# State Farm Distracted Driver Detection - Data parallel Resnet

This notebook is a test of comming data parallel features of Keras.

## Setup libraries and functions

Import libraries and functions for future use.

In [1]:
# Plots displayed inline in notebook
%matplotlib inline

# Make help libraries available
import sys

sys.path.append('D:/anlaursen/libraries')

# Set visible devices, so as to just use a single GPU.
import os
os.environ["CUDA_DEVICE_ORDER"] = "PCI_BUS_ID"   # see issue #152
os.environ["CUDA_VISIBLE_DEVICES"] = "0,1"

In [2]:
import numpy as np
import pandas as pd
import gc
import tensorflow as tf

from kerastools.resnet50 import Resnet50
from kerastools.utils import get_batches, save_array, load_array, get_classes, do_clip

from keras.engine.training import Model
from keras.optimizers import Adam
from keras.layers import Dense, Dropout, Input
from keras.layers.core import Lambda
from keras.layers.merge import concatenate
from keras.preprocessing import image
import keras.backend as K

Using TensorFlow backend.


Define parallel model function.

In [3]:
def _get_available_devices():
    from tensorflow.python.client import device_lib
    local_device_protos = device_lib.list_local_devices()
    return [x.name for x in local_device_protos]

In [4]:
def multi_gpu_model(model, gpus):
    """Replicates a model on different GPUs.
    Specifically, this function implements single-machine
    multi-GPU data parallelism. It works in the following way:
    - Divide the model's input(s) into multiple sub-batches.
    - Apply a model copy on each sub-batch. Every model copy
        is executed on a dedicated GPU.
    - Concatenate the results (on CPU) into one big batch.
    E.g. if your `batch_size` is 64 and you use `gpus=2`,
    then we will divide the input into 2 sub-batches of 32 samples,
    process each sub-batch on one GPU, then return the full
    batch of 64 processed samples.
    This induces quasi-linear speedup on up to 8 GPUs.
    This function is only available with the TensorFlow backend
    for the time being.
    # Arguments
        model: A Keras model instance. To avoid OOM errors,
            this model could have been built on CPU, for instance
            (see usage example below).
        gpus: Integer >= 2, number of on GPUs on which to create
            model replicas.
    # Returns
        A Keras `Model` instance which can be used just like the initial
        `model` argument, but which distributes its workload on multiple GPUs.
    # Example
    ```python
        import tensorflow as tf
        from keras.applications import Xception
        num_samples = 1000
        height = 224
        width = 224
        num_classes = 1000
        # Instantiate the base model
        # (here, we do it on CPU, which is optional).
        with tf.device('/cpu:0'):
            model = Xception(weights=None,
                             input_shape=(height, width, 3),
                             classes=num_classes)
        # Replicates the model on 8 GPUs.
        # This assumes that your machine has 8 available GPUs.
        parallel_model = multi_gpu_model(model, gpus=8)
        parallel_model.compile(loss='categorical_crossentropy',
                               optimizer='rmsprop')
        # Generate dummy data.
        x = np.random.random((num_samples, height, width, 3))
        y = np.random.random((num_samples, num_classes))
        # This `fit` call will be distributed on 8 GPUs.
        # Since the batch size is 256, each GPU will process 32 samples.
        parallel_model.fit(x, y, epochs=20, batch_size=256)
    ```
    """
    if K.backend() != 'tensorflow':
        raise ValueError('`multi_gpu_model` is only available '
                         'with the TensorFlow backend.')
    if gpus <= 1:
        raise ValueError('For multi-gpu usage to be effective, '
                         'call `multi_gpu_model` with `gpus >= 2`. '
                         'Received: `gpus=%d`' % gpus)

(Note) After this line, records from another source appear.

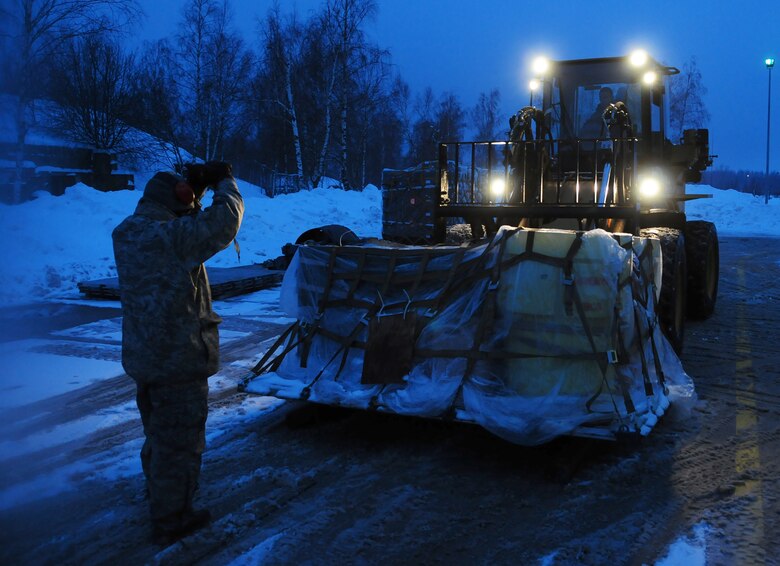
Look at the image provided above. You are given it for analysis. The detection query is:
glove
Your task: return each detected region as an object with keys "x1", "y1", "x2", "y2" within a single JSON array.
[
  {"x1": 206, "y1": 161, "x2": 233, "y2": 187},
  {"x1": 184, "y1": 161, "x2": 233, "y2": 198}
]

    import tensorflow as tf

    target_devices = ['/cpu:0'] + ['/gpu:%d' % i for i in range(gpus)]
    available_devices = _get_available_devices()
    for device in target_devices:
        if device not in available_devices:
            raise ValueError(
                'To call `multi_gpu_model` with `gpus=%d`, '
                'we expect the following devices to be available: %s. '
                'However this machine only has: %s. '
                'Try reducing `gpus`.' % (gpus,
                                          target_devices,
                                          available_devices))

    def get_slice(data, i, parts):
        shape = tf.shape(data)
        batch_size = shape[:1]
        input_shape = shape[1:]
        step = batch_size // parts
        if i == gpus - 1:
            size = batch_size - step * i
        else:
            size = step
        size = tf.concat([size, input_shape], axis=0)
        stride = tf.concat([step, input_shape * 0], axis=0)
        start = stride * i
        return tf.slice(data, start, size)

    all_outputs = []
    for i in range(len(model.outputs)):
        all_outputs.append([])

    # Place a copy of the model on each GPU,
    # each getting a slice of the inputs.
    for i in range(gpus):
        with tf.device('/gpu:%d' % i):
            with tf.name_scope('replica_%d' % i):
                inputs = []
                # Retrieve a slice of the input.
                for x in model.inputs:
                    input_shape = tuple(x.get_shape().as_list())[1:]
                    slice_i = Lambda(get_slice,
                                     output_shape=input_shape,
                                     arguments={'i': i,
                                                'parts': gpus})(x)
                    inputs.append(slice_i)

                # Apply model on slice
                # (creating a model replica on the target device).
                outputs = model(inputs)
                if not isinstance(outputs, list):
                    outputs = [outputs]

                # Save the outputs for merging back together later.
                for o in range(len(outputs)):
                    all_outputs[o].append(outputs[o])

    # Merge outputs on CPU.
    with tf.device('/cpu:0'):
        merged = []
        for outputs in all_outputs:
            merged.append(concatenate(outputs,
                                      axis=0))
        return Model(model.inputs, merged)

## Setup batches
We define out validation and training badges for modelling

In [5]:
batch_size = 1

#path = ''
path = 'data/state-farm/'

train_batches = get_batches(path + 'train', batch_size = batch_size, shuffle = False)
val_batches = get_batches(path + 'valid', batch_size = batch_size, shuffle = False)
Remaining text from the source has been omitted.